Per finire, un brano da “La conquista dell’inutile” di Werner Herzog (ed. Oscar Mondadori), il diario tenuto da Herzog durante la preparazione e la lavorazione di Fitzcarraldo, pubblicato solo nel 2004.
« Da quando ho accompagnato Walter e Gustavo all'aereo per Lima la casa è quasi vuota: Henning dipinge dei bozzetti, io ascolto musica, qualcuno dà da mangiare del pesce all'ocelot; si potrebbe essere tentati di pensare che questa è la pace. Luciano, il nostro domestico indio, mentre puliva il pavimento si sforzava di cantare il brano della Geistliche Chormusik di Schütz: «Un grido giunse dalle montagne, Rachel piangeva i suoi bambini e non poteva essere consolata perché per loro non c'era più speranza». Luciano è un uomo silenzioso, che riesce sempre a rendersi invisibile, e io nutro un grande affetto per lui. Nell'atrio dell'aeroporto un colibrì ferito svolazzava sul pavimento liscio, non riusciva più a sollevarsi in aria. Quando le forze lo hanno abbandonato, i giovani lustrascarpe gli hanno dato dei colpetti con i piedi e il colibrì è scivolato lungo il pavimento seguendo una traiettoria confusa e disordinata.» (op.cit., pag.39)

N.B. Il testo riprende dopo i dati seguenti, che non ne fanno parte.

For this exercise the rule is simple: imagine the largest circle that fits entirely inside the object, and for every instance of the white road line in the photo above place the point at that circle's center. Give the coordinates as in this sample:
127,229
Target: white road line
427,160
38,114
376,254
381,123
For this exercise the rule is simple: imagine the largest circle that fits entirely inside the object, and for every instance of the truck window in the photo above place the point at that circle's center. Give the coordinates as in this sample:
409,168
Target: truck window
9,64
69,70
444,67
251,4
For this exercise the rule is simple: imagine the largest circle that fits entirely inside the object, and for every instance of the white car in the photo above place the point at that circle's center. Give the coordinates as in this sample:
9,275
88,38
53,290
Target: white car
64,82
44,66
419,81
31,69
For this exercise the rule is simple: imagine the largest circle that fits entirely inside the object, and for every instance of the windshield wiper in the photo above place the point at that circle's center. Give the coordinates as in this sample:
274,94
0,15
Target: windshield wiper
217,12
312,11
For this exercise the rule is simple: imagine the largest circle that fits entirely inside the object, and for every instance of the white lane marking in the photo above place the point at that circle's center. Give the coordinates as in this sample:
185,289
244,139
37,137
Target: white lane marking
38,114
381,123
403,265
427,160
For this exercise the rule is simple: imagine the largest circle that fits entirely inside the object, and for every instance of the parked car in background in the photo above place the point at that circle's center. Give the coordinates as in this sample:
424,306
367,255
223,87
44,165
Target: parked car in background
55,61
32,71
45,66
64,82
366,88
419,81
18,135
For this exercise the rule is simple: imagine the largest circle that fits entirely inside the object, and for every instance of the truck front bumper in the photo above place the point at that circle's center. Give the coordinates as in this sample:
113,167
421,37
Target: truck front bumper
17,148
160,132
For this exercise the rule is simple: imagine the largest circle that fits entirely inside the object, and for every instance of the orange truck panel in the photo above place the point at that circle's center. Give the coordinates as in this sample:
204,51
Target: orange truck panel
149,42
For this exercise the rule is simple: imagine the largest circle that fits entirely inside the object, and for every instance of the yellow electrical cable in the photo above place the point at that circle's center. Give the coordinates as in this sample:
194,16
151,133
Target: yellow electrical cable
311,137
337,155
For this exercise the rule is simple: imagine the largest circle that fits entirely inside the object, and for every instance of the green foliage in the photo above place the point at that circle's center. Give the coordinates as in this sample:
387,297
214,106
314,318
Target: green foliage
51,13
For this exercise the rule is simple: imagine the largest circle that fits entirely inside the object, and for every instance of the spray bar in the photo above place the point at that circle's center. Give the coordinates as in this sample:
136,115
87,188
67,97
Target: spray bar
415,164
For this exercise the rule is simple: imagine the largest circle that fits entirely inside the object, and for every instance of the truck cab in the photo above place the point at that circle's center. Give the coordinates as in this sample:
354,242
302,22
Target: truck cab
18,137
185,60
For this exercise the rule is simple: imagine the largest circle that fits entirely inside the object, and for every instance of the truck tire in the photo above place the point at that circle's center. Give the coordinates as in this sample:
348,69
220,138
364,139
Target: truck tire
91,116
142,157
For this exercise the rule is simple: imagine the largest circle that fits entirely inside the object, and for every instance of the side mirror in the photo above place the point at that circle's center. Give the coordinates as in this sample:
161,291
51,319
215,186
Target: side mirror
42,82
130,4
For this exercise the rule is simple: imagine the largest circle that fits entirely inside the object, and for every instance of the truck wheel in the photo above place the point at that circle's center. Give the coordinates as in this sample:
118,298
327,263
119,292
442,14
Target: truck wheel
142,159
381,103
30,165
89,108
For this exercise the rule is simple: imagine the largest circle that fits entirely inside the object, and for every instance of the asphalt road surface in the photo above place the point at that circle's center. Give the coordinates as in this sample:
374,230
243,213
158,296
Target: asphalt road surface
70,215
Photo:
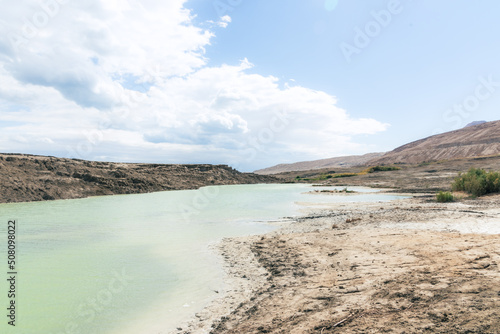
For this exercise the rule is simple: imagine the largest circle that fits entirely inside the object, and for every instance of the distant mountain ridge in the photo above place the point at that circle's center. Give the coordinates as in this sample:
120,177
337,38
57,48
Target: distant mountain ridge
482,139
348,161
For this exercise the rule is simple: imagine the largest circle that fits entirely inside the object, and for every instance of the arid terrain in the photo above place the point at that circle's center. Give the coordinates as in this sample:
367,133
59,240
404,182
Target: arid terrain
472,141
338,162
421,178
25,178
409,266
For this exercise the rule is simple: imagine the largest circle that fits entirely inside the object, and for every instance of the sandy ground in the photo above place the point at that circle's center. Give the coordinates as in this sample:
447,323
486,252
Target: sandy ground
408,266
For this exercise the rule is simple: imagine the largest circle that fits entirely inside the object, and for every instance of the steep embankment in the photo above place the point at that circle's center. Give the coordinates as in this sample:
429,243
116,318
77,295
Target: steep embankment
25,178
349,161
473,141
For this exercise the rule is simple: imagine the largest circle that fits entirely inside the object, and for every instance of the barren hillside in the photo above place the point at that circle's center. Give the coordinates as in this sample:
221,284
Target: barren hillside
25,178
349,161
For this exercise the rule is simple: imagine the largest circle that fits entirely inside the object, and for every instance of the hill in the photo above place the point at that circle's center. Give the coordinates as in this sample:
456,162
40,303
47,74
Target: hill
348,161
472,141
25,178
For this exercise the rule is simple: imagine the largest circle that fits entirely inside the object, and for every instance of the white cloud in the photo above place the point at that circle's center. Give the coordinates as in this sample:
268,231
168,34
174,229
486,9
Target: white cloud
128,80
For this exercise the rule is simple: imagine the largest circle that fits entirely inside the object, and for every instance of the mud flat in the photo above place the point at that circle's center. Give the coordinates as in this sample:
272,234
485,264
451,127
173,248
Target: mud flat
407,266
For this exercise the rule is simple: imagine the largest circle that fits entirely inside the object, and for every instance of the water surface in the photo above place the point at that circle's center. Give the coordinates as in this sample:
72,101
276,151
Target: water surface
134,263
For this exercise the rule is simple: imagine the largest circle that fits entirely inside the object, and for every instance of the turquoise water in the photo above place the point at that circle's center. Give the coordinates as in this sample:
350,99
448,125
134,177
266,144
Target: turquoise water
133,263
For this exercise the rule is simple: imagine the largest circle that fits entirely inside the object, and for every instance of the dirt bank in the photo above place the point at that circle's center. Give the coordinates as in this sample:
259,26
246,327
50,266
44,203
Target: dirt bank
26,178
360,269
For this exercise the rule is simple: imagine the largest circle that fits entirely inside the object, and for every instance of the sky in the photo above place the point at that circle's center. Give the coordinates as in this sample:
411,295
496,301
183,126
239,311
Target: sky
246,83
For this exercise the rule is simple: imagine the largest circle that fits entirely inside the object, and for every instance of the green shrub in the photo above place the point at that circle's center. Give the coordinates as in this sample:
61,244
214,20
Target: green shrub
444,197
477,182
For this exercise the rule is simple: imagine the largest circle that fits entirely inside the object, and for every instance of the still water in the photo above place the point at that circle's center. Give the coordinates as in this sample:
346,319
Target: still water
132,263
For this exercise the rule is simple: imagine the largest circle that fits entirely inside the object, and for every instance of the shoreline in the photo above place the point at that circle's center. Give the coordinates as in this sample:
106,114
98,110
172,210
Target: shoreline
253,277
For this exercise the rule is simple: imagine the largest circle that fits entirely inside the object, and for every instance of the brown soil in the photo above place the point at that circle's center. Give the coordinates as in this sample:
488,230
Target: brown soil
362,277
471,141
25,178
422,178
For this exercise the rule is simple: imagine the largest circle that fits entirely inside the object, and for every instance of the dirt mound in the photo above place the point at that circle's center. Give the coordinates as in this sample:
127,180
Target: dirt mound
26,178
349,161
473,141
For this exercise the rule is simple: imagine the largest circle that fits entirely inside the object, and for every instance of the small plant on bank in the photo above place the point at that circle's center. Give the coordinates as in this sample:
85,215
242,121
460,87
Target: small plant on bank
445,197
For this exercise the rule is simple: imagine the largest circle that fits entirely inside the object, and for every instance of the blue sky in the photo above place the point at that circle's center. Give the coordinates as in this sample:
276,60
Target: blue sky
239,82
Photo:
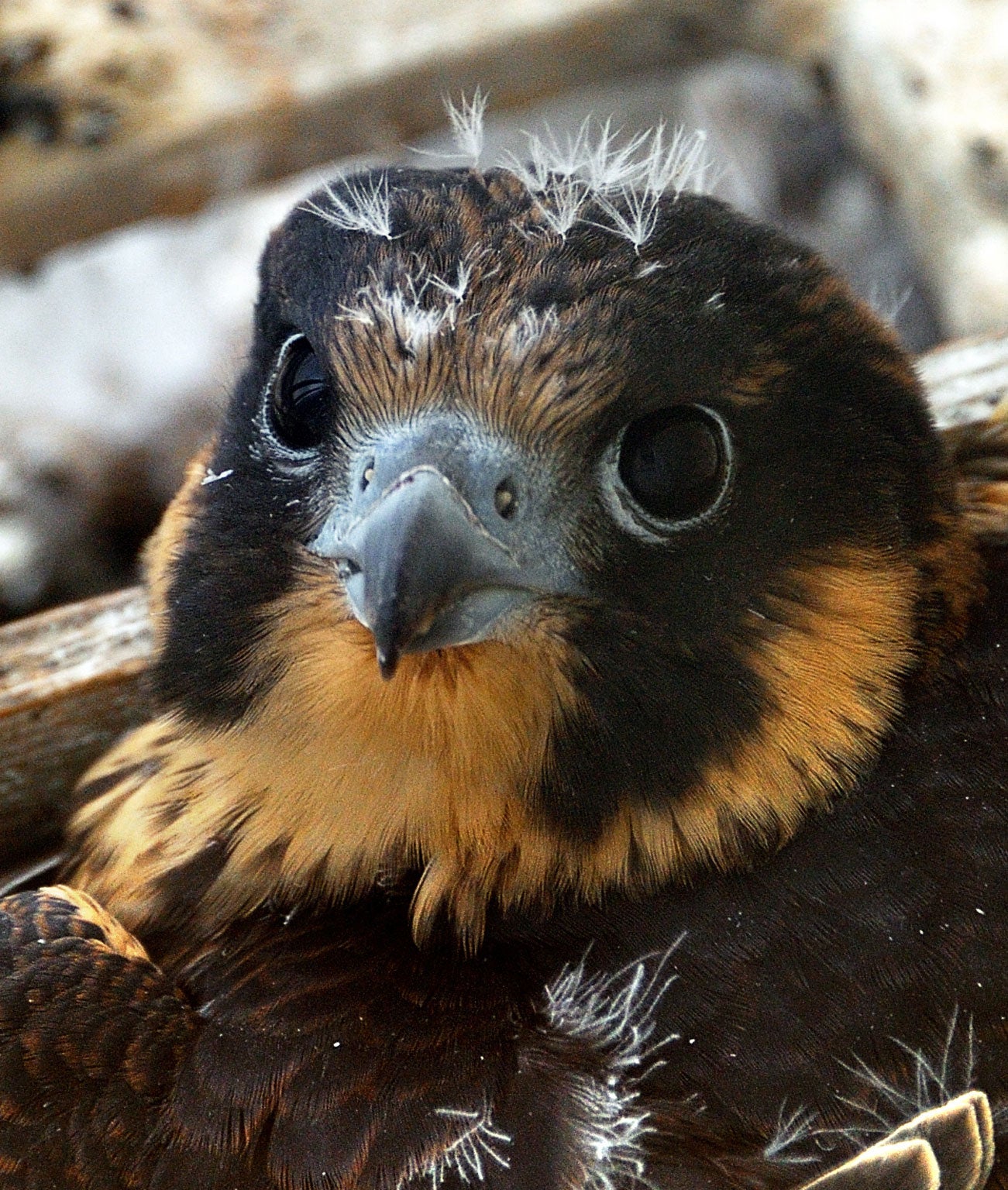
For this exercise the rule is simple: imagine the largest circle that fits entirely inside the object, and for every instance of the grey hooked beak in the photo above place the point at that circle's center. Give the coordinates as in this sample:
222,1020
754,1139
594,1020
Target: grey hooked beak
421,570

L’ocelot, un grosso gatto selvatico (o, piuttosto, un leopardo piccolo) lo si vede all’inizio di Fitzcarraldo: ha l’onore di un primo piano quando Klaus Kinski lo fa volare via dall’amaca quando arriva da lui Claudia Cardinale. Ma, piuttosto, ecco la musica che Herzog ascoltava mentre preparava Fitzcarraldo: Heinrich Schütz, 1585-1672, uno dei grandissimi nella storia della musica, il tramite fra Monteverdi e Johann Sebastian Bach, tra il Vespro della Beata Vergine e la Johannespassion. Musica sacra, ad altissimo livello: i cd della “Geistliche Chormusik” li ho anch’io, ed è musica magnifica, a tratti perfino sconvolgente, degna di Michelangelo e della Cappella Sistina. Nel suo diario, fatto di appunti casuali e spesso disordinati, Herzog racconta di essersi portato dietro – in Amazzonia – un registratore a cassette: non solo musica sacra, ma anche Vivaldi, Mozart, gli jodler alpini, insomma tutta la musica che ascoltiamo quando vediamo i film di Herzog. Ma Schütz nella colonna sonora di Fitzcarraldo non c’è, per questa impresa tra acqua e fango era certamente più adatta la voce di Enrico Caruso.